Notons également que le RGPD, applicable à toutes les entreprises françaises depuis le 25 mai 2018, imposent des directives relatives aux traitements de données personnelles utilisant des outils d’IA, notamment la transparence, la minimisation des données, l’absence de décision automatisée sans intervention humaine, la sécurité des données par la mise en place de chiffrement notamment, la limitation des accès, des audits réguliers, la tenue d’un registre de traitements…

Une législation française spécifique

Outre ces règlementations européennes, plusieurs textes existants en droit français devront s’appliquer dans le déploiement de l’IA dans les entreprises :

-  L’information des collaborateurs pour le recours à un dispositif de traitement automatisé de données pour prendre des décisions individuelles (article L1222-21 du Code du travail)

-  La consultation des représentants du personnel (article L2312-8 du Code du travail).

Sur ce sujet, il a été récemment jugé que l’introduction d’un système d’IA devait donner lieu à une consultation du CSE. Ainsi, le Tribunal judiciaire de Nanterre a suspendu le déploiement d’une série d’applications d’IA en « phase pilote » jusqu’à la clôture de la consultation du CSE estimant que cette phase dépassait la simple expérimentation nécessaire à la présentation d’un projet suffisamment abouti (TJ Nanterre, réf. 14 février 2025, ord. n°24/01457).

-  L’évaluation des risques liés aux outils d’IA (pression algorithmique, surveillance, isolement) et l’intégration de ces outils dans le document unique d’évaluation des risques professionnels (article L4121-1 du Code du travail).

-  La formation des collaborateurs (article L6321-1 du Code du travail).

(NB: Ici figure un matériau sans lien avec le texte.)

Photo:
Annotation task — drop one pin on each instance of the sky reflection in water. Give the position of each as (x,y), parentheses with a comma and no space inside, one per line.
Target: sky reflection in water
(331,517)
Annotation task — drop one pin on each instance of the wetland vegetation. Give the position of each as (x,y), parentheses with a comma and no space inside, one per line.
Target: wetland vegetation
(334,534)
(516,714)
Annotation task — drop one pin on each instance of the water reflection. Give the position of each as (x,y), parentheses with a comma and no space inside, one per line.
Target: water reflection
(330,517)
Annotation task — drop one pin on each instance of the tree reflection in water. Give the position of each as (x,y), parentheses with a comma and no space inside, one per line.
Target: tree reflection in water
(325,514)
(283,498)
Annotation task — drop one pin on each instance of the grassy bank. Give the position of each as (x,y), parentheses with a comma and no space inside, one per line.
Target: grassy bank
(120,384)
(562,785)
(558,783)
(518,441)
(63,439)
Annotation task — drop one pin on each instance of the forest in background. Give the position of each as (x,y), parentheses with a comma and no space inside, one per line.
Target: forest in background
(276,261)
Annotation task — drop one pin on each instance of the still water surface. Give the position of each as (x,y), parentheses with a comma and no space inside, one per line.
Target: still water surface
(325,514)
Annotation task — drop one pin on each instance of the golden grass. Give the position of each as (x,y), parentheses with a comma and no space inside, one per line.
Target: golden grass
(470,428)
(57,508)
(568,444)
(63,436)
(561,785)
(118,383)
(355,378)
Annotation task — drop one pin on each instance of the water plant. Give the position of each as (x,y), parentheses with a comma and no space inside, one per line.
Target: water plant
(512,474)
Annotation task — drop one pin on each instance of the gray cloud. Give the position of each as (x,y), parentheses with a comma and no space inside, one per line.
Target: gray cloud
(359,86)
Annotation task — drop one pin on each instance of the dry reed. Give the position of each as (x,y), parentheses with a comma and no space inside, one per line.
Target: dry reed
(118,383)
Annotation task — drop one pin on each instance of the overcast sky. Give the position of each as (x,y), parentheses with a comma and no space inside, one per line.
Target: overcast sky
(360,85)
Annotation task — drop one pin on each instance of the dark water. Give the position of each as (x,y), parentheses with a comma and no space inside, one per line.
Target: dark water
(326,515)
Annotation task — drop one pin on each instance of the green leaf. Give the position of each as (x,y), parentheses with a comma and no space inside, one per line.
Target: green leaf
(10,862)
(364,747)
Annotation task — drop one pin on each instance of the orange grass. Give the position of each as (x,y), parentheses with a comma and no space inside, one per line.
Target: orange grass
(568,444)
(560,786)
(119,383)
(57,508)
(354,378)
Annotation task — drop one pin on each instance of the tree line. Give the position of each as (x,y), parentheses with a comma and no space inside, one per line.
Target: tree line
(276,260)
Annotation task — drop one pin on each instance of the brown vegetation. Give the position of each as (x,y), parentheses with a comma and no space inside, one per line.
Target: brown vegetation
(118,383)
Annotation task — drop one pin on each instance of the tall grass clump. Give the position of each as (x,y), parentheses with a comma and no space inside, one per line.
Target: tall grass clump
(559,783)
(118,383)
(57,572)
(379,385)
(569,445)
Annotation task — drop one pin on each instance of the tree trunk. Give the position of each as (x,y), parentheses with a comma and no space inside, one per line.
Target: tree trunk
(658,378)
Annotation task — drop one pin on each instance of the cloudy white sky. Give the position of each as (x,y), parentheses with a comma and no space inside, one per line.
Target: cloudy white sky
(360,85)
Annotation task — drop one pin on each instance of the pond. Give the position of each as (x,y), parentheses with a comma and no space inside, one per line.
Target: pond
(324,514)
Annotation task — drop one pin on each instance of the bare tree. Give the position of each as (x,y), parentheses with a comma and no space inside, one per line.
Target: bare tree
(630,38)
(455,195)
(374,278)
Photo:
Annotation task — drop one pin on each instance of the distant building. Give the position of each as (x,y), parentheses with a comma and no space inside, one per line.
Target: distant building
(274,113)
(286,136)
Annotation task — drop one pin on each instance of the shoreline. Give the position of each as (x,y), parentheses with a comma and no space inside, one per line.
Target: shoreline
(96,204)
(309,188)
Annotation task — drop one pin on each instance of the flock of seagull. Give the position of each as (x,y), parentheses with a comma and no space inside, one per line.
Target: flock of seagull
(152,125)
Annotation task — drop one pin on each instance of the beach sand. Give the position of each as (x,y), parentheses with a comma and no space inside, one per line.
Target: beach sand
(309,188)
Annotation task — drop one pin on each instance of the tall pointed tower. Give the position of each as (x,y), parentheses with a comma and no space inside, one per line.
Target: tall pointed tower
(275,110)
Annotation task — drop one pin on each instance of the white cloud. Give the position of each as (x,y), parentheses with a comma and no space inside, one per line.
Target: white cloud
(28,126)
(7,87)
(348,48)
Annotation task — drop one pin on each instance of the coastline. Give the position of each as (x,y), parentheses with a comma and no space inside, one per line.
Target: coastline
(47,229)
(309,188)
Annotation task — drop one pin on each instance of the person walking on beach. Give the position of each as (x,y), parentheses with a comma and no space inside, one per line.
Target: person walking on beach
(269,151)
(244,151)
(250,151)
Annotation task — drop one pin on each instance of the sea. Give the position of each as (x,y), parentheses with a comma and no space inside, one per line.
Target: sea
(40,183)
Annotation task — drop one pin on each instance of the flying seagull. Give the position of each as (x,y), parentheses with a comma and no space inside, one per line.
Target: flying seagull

-  L’obligation de négocier tous les 4 ans sur la gestion prévisionnelle des emplois et des compétences (GEPP) et l’anticipation des évolutions professionnelles (L2241-1 du Code du travail)

Face à ces évolutions, nous invitons chaque entreprise à transformer ces enjeux en opportunités, en anticipant les risques juridiques, en élaborant des politiques internes conformes aux règles en vigueur, en adaptant leurs contrats et accords, et en structurant des stratégies RH autour de l’IA en fonction des spécificités de leur activité.